A scope is represented by a vector of ResolvedDecl*, while the chain of scopes is represented by a vector of scopes.

class Sema {
  ...
  std::vector<std::vector<ResolvedDecl *>> scopes;
  ...
};

To make working with scopes more convenient, a helper object is introduced. The ScopeRAII makes managing the scopes natural by creating a new scope in its constructor and destroying it in its destructor.

class Sema {
  ...
  class ScopeRAII {
    Sema *sema;

  public:
    explicit ScopeRAII(Sema *sema)
        : sema(sema) {
      sema->scopes.emplace_back();
    }
    ~ScopeRAII() { sema->scopes.pop_back(); }
  };
  ...
};

The lookupDecl() method looks up a symbol based on its identifier and returns the ResolvedDecl and the index of the scope the declaration was found in. The index helps to determine whether an identifier collision is a redeclaration or a shadowing.

Design Note

With a more complex type system, it's also necessary to use the type of the symbol as well during the lookup, as a user-defined type might have the same name as a local variable.

class C {};
int C;

To look up a symbol, first, the symbol tables are iterated in reverse order while keeping track of the scope index, so the inner-most table is checked first.

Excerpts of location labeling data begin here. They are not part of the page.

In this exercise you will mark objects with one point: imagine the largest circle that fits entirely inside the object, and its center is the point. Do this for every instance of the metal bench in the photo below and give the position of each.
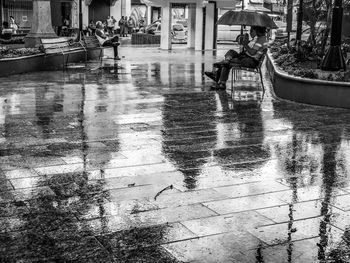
(60, 45)
(236, 67)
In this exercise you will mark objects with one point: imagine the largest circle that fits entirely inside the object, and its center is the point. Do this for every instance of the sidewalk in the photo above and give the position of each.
(141, 162)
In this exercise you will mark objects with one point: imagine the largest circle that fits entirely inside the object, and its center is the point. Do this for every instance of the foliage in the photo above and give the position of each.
(305, 66)
(6, 52)
(14, 40)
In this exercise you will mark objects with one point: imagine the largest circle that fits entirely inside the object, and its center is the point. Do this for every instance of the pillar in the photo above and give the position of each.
(41, 24)
(199, 27)
(209, 26)
(85, 10)
(191, 26)
(149, 15)
(165, 40)
(127, 8)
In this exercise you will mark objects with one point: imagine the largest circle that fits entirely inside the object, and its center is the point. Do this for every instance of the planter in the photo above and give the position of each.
(143, 39)
(40, 62)
(310, 91)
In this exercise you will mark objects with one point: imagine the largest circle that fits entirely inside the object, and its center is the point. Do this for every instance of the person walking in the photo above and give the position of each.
(92, 28)
(130, 25)
(121, 25)
(13, 25)
(110, 26)
(106, 41)
(126, 26)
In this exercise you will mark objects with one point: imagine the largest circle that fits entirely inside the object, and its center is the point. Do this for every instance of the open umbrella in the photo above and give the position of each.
(247, 18)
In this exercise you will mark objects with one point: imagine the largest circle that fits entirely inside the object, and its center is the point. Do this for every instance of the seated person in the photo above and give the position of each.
(6, 32)
(249, 57)
(106, 41)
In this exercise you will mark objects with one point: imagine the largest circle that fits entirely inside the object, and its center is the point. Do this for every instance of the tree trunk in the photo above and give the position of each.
(327, 30)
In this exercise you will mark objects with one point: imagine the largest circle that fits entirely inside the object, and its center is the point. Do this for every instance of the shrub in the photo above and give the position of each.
(15, 40)
(6, 52)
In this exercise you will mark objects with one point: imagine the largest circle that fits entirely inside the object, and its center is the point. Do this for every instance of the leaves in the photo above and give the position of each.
(6, 52)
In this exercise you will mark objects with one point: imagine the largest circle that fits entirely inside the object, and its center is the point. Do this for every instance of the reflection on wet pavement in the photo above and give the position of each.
(142, 162)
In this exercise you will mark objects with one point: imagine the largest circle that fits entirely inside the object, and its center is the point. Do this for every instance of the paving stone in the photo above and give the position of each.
(138, 192)
(310, 193)
(253, 188)
(216, 248)
(170, 215)
(21, 173)
(245, 203)
(238, 222)
(292, 231)
(297, 211)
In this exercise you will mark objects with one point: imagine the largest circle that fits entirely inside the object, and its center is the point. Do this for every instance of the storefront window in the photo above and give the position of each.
(20, 10)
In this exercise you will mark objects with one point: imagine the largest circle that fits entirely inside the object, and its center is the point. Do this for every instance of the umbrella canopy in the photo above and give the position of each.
(257, 8)
(247, 18)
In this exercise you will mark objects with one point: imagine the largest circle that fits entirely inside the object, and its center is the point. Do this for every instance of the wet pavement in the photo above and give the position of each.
(141, 162)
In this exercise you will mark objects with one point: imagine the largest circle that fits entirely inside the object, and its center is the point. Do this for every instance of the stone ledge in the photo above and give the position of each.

std::pair<ResolvedDecl *, int> Sema::lookupDecl(const std::string id) {
  int scopeIdx = 0;
  for (auto it = scopes.rbegin(); it != scopes.rend(); ++it) {
    ...

    ++scopeIdx;
  }

  ...
}

For every scope, the declarations inside that scope are iterated and if the identifier of any declaration matches the searched identifier, the declaration and the index of the scope are returned.

std::pair<ResolvedDecl *, int> Sema::lookupDecl(const std::string id) {
  ...
  for (auto it = scopes.rbegin(); it != scopes.rend(); ++it) {
    for (auto &&decl : *it) {
      if (decl->identifier != id)
        continue;

      return {decl, scopeIdx};
    }

    ...
  }

  ...
}

If none of the scopes contains the declaration a nullptr is returned along with -1 as the index of the containing scope.

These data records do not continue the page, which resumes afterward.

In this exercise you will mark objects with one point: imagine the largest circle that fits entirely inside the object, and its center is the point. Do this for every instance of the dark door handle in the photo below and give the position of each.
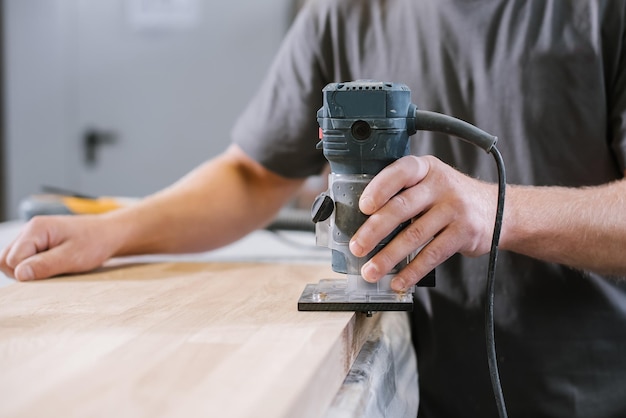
(93, 139)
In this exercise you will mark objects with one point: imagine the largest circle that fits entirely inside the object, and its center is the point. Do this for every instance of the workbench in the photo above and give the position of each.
(212, 334)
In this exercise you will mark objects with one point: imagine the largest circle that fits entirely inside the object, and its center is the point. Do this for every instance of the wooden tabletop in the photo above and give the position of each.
(173, 339)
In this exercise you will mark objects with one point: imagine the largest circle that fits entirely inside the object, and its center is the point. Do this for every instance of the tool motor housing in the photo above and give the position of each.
(364, 126)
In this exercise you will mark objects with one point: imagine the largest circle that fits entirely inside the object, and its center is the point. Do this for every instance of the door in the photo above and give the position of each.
(123, 97)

std::pair<ResolvedDecl *, int> Sema::lookupDecl(const std::string id) {
  ...

  return {nullptr, -1};
}

The insertDeclToCurrentScope() method attempts to insert the declaration into the inner-most scope. To handle redeclarations, it first checks if a declaration with the same identifier is already inserted into the current scope chain.

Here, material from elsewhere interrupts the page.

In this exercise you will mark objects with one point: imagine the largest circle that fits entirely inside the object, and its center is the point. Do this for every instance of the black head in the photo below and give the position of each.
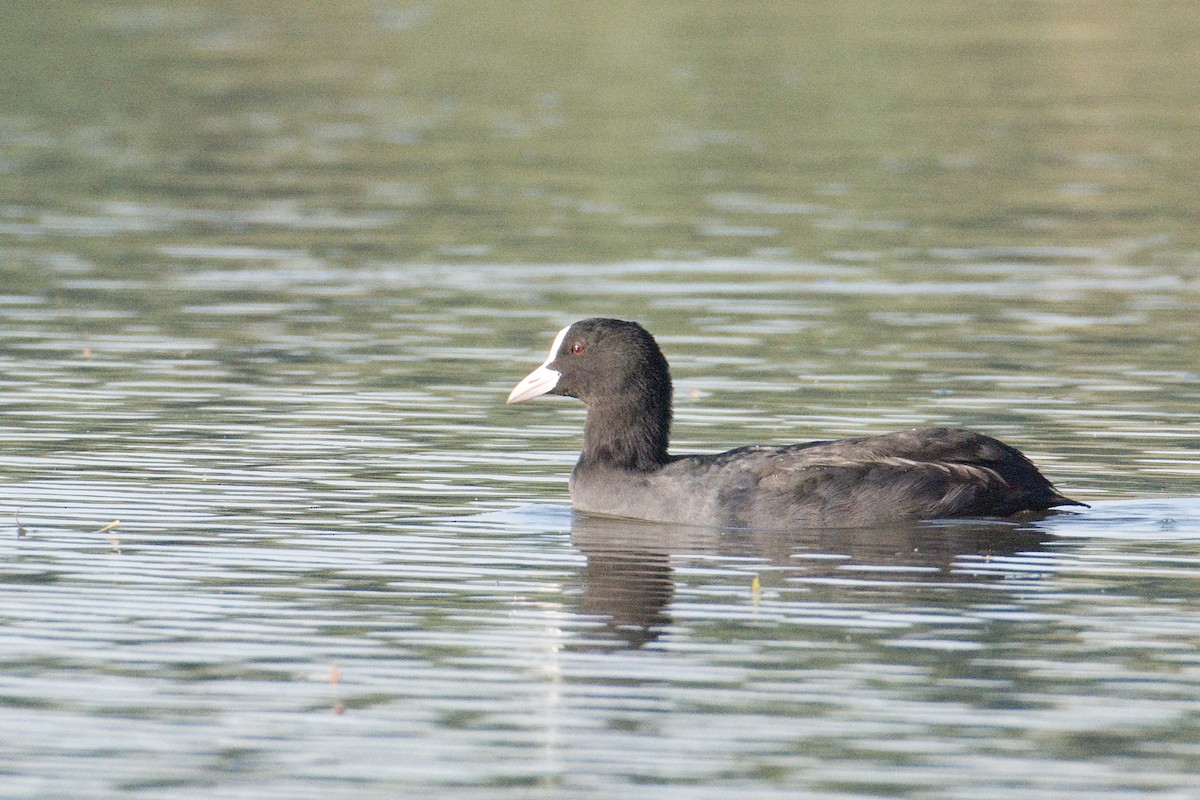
(599, 360)
(618, 371)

bool Sema::insertDeclToCurrentScope(ResolvedDecl &decl) {
  const auto &[foundDecl, scopeIdx] = lookupDecl(decl.identifier);

  ...
}

If the declaration is found in the inner-most scope an error is reported for redeclaring the same symbol. The method also returns false in this case to indicate the failure.

bool Sema::insertDeclToCurrentScope(ResolvedDecl &decl) {
  ...

  if (foundDecl && scopeIdx == 0) {
    report(decl.location, "redeclaration of '" + decl.identifier + '\'');
    return false;
  }

  ...
}

If the declaration is not found or it shadows another declaration in an outer scope, it is inserted into the inner-most one and true is returned to indicate success.

bool Sema::insertDeclToCurrentScope(ResolvedDecl &decl) {
  ...

  scopes.back().emplace_back(&decl);
  return true;
}

The source file is resolved in two passes. Because the order of the function declarations doesn't matter, first they are resolved without their bodies. This way all of the valid function symbols are inserted into the global scope.

Before the functions are resolved, however, the built-in println() function needs to be created and inserted into the global scope. Creating this function first allows the semantic analyzer to easily report an error if the println() is redeclared in the source code.

The resolveAST() method creates the global scope, the root of the resolved tree and inserts println() into both of them.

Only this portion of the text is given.